How businesses can make their products smarter with AI at the edge
AI continues to spark debate and demonstrate remarkable value for businesses and consumers. As with many emerging technologies, the spotlight often falls on large-scale, infrastructure-heavy, and power-hungry applications. However, as the use of AI grows, there is a mounting pressure on the grid from large data centers, with intensive applications becoming much less sustainable and affordable.
As a result, there is a soaring demand for nimbler, product-centric AI tools. Edge AI is leading this new trend, by bringing data processing closer to (or embedded within) devices, on the tiny edge, meaning that basic inference tasks can be performed locally. By not sending raw data off to the cloud via data centers, we are seeing significant security improvements in industrial and consumer applications of AI, which also enhances the performance and efficiency of devices at a fraction of the cost compared to cloud.

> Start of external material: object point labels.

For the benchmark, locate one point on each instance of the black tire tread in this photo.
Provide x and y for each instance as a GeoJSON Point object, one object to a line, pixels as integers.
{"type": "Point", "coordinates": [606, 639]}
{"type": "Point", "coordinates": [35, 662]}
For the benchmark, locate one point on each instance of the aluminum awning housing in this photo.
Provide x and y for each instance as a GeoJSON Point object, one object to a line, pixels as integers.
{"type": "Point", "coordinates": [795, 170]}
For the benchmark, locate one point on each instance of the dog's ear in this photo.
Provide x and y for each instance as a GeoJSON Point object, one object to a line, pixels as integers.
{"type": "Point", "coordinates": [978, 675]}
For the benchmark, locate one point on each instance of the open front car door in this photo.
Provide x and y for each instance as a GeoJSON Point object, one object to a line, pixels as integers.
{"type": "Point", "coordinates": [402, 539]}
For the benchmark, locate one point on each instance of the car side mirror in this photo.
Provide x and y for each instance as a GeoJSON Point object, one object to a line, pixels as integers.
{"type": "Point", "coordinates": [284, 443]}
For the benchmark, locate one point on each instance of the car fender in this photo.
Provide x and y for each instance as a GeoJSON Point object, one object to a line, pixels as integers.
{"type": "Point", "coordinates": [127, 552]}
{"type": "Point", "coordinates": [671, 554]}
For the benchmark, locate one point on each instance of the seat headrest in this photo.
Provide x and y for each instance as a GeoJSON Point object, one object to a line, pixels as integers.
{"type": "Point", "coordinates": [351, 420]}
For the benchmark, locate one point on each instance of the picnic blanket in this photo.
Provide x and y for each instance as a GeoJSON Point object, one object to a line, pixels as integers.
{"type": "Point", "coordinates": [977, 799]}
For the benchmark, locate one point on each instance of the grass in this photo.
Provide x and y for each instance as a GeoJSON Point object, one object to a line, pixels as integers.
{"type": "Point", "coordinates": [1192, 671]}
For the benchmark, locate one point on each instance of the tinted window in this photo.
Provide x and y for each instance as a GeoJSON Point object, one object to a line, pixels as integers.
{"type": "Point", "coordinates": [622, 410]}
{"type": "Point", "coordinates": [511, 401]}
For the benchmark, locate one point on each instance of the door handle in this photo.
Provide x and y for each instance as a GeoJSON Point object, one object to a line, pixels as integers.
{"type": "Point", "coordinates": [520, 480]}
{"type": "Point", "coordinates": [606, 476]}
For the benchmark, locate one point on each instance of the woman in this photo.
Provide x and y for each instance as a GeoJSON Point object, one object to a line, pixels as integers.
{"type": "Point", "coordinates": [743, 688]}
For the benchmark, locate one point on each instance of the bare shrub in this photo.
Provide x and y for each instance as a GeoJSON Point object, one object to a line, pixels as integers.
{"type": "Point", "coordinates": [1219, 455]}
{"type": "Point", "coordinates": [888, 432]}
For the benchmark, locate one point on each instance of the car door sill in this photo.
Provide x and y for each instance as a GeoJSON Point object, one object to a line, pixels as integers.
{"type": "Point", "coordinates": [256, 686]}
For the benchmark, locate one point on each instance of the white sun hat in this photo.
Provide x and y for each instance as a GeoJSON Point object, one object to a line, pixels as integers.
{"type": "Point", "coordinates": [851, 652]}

But, as with any new opportunity, there are fresh challenges. Product developers must now consider how to build the right infrastructure and the required expertise to capitalize on the potential of edge.The importance of local inference
Taking a step back, we can see that AI largely encompasses two fields: machine learning, where systems learn from data, and neural network computation, a specific model designed to think like a human brain. These are supplementary ways to program machines, training them to do a task by feeding it with relevant data to ensure outputs are accurate and reliable. These workloads are typically carried out at a huge scale, with comprehensive data center installations to make them function.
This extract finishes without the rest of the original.